Michael Augustine

Personal information
- Full name: Michael Augustine
- Date of birth: December 9, 1992 (age 32)
- Place of birth: Kano, Nigeria
- Height: 5 ft 10 in (1.78 m)
- Position(s): Midfielder

Youth career
- 2005–2008: Abuja

Senior career*
- Years: Team / Apps / (Gls)
- 2008–2011: Abuja / - / (18)
- 2011: New England Revolution / 0 / (0)

= Michael Augustine (footballer) =

Nigerian footballer (born 1992)

Michael Augustine (born December 9, 1992, in Kano) is a Nigerian footballer who last played for the New England Revolution of Major League Soccer.

==Club career==
Augustine began his career with Abuja and was promoted to the club's first team in 2008. While with Abuja he scored 18 goals for the club and helped the squad gain promotion to the Nigerian Premier League in 2009.

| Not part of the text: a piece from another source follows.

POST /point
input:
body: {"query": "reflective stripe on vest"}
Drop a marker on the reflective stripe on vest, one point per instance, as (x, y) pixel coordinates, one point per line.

On March 4, 2011, the New England Revolution signed Augustine from Nigerian club Abuja. He made his debut for his new team on April 26, 2011, in the Revs' 3–2 win over D.C. United in the Lamar Hunt US Open Cup, and played in several 2011 MLS Reserve Division games, before being waived by New England on June 8, 2011, having never made an MLS appearance.